This repository contains two implementations of AR Projection Mapping. In particular, it includes the calibration of the projector-camera pair using ArUco markers and the implementation of two versions of projection tracking. View presentation of this work here to get a high level overview.
- Project was built using a VM running Ubuntu 18.04
- Install opencv-contrib.
pip install opencv-contrib-python
git clone https://github.com/ddelago/AR-Projection-Mapping.git
There are three ways to generate calibration markers.
- Single Marker
- Generate a single ArUco marker. Can choose specific marker ID and image size.
python generate_aruco.py
- ArUco Grid
- Generates a grid of ArUco markers.
python generate_arucoGrid.py
- ChArUco Grid
- Generates a chessboard filled with ArUco markers. This is the ideal method to use when calibrating.
python generate_ChAruco.py
In orer to track objects correctly, you need to use a calibration using the camera that you will use! The calibration files in this repository were created using a Logitech C920 camera.
- The first calibration method involves using images of a ChArUco board in various positions. The images are located in the
~/pictures
folder.python calibration_ChAruco.py
- The second calibration method is a stereo calibration method that uses a combination of a physical ChArUco board along with a projected circle grid.
- See the ChAruco_Circles.webm calibration video to view an example.
- Based off the calibration method here.
- This method treats the projector as the second camera in a stereo camera pair in order to get the transformation from the actual camera to the projectors perspective.
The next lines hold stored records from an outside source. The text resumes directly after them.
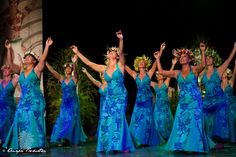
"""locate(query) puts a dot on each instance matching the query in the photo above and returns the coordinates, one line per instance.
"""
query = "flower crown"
(114, 48)
(68, 65)
(209, 52)
(32, 54)
(177, 53)
(146, 59)
(5, 66)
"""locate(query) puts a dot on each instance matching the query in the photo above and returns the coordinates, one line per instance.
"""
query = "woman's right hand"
(84, 70)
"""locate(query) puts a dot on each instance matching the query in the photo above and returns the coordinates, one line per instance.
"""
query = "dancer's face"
(29, 59)
(184, 59)
(7, 71)
(68, 70)
(112, 55)
(142, 64)
(209, 60)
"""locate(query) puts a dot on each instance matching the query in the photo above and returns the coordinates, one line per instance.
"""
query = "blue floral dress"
(8, 107)
(232, 112)
(114, 134)
(162, 114)
(215, 107)
(28, 128)
(142, 125)
(68, 124)
(188, 133)
(102, 93)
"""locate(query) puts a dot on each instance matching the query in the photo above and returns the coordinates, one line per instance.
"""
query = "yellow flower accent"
(146, 59)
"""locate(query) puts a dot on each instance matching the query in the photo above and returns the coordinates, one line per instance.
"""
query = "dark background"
(91, 25)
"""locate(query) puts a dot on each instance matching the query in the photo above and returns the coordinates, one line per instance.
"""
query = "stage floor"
(88, 149)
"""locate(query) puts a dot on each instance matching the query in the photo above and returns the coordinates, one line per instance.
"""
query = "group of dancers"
(199, 125)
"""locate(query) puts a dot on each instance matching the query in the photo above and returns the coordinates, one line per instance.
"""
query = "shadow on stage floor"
(88, 149)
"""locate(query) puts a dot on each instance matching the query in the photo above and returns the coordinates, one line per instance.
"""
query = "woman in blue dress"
(215, 101)
(142, 125)
(163, 116)
(7, 100)
(68, 124)
(188, 133)
(102, 91)
(113, 134)
(28, 129)
(227, 85)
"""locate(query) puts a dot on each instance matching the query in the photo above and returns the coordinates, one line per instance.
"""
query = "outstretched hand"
(84, 70)
(7, 44)
(174, 60)
(163, 46)
(74, 48)
(119, 34)
(74, 58)
(49, 41)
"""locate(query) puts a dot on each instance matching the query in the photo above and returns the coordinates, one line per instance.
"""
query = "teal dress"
(232, 112)
(8, 107)
(114, 134)
(102, 93)
(188, 133)
(68, 124)
(142, 125)
(28, 128)
(215, 107)
(162, 114)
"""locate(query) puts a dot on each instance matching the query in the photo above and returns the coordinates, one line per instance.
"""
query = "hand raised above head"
(74, 48)
(7, 44)
(49, 41)
(119, 34)
(84, 70)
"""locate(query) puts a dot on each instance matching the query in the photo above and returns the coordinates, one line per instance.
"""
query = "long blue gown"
(102, 93)
(114, 134)
(163, 116)
(8, 107)
(188, 133)
(232, 112)
(68, 124)
(142, 125)
(28, 128)
(215, 107)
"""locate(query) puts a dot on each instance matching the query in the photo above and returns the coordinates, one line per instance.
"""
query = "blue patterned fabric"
(188, 133)
(28, 128)
(215, 107)
(102, 93)
(142, 125)
(232, 112)
(7, 107)
(114, 134)
(162, 114)
(68, 124)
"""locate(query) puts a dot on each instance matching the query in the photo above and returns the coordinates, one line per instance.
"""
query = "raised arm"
(40, 66)
(14, 67)
(94, 81)
(74, 60)
(54, 73)
(94, 66)
(224, 66)
(121, 48)
(153, 69)
(174, 61)
(199, 68)
(165, 73)
(233, 76)
(131, 72)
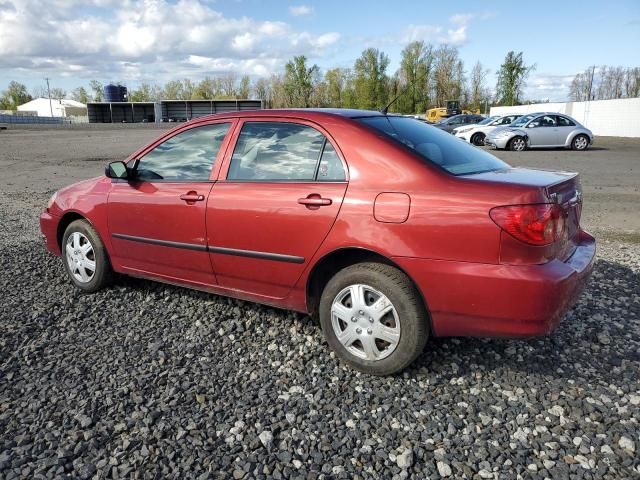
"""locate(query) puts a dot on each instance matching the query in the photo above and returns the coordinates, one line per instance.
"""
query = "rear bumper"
(470, 299)
(496, 142)
(49, 228)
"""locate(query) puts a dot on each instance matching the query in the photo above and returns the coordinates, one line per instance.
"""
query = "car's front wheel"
(85, 258)
(580, 142)
(478, 139)
(517, 144)
(373, 317)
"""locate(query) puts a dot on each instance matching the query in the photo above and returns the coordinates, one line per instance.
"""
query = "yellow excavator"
(453, 108)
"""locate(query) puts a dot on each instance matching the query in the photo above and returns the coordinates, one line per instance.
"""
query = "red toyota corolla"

- Needs a circle grid as well as a ChArUco board. To generate, use the
~/patterns/gen_pattern.py
file. Instructions on how to use the program can be seen here. An already generated board can be found here:~/patterns/test_circleGrid.png
python calibration_ChArucoWithCircles.py
After calibration, the tracking of each marker can now be performed.
- Tracking Using Stereo Calibration
- This method is not fully implemented
- Will track markers correctly when viewing the stream from your camera, but will not reproject correctly from the projector.
python pose_marker.py
- Tracking with Perspective Transform
- This method uses a perspective transform to correctly reproject the markers position.
python pose_markerPerpTrans.py
- This will output 2 windows, 'Project Image' and 'Input Image'.
- Move the 'Project Image' (will have 4 ArUco markers) window to your projector display and fullscreen the window.
- This program will detect the ArUco markers in each of the corners and then correctly transform the perspective. It specifically looks for markers with ID 0, 1, 2, and 3.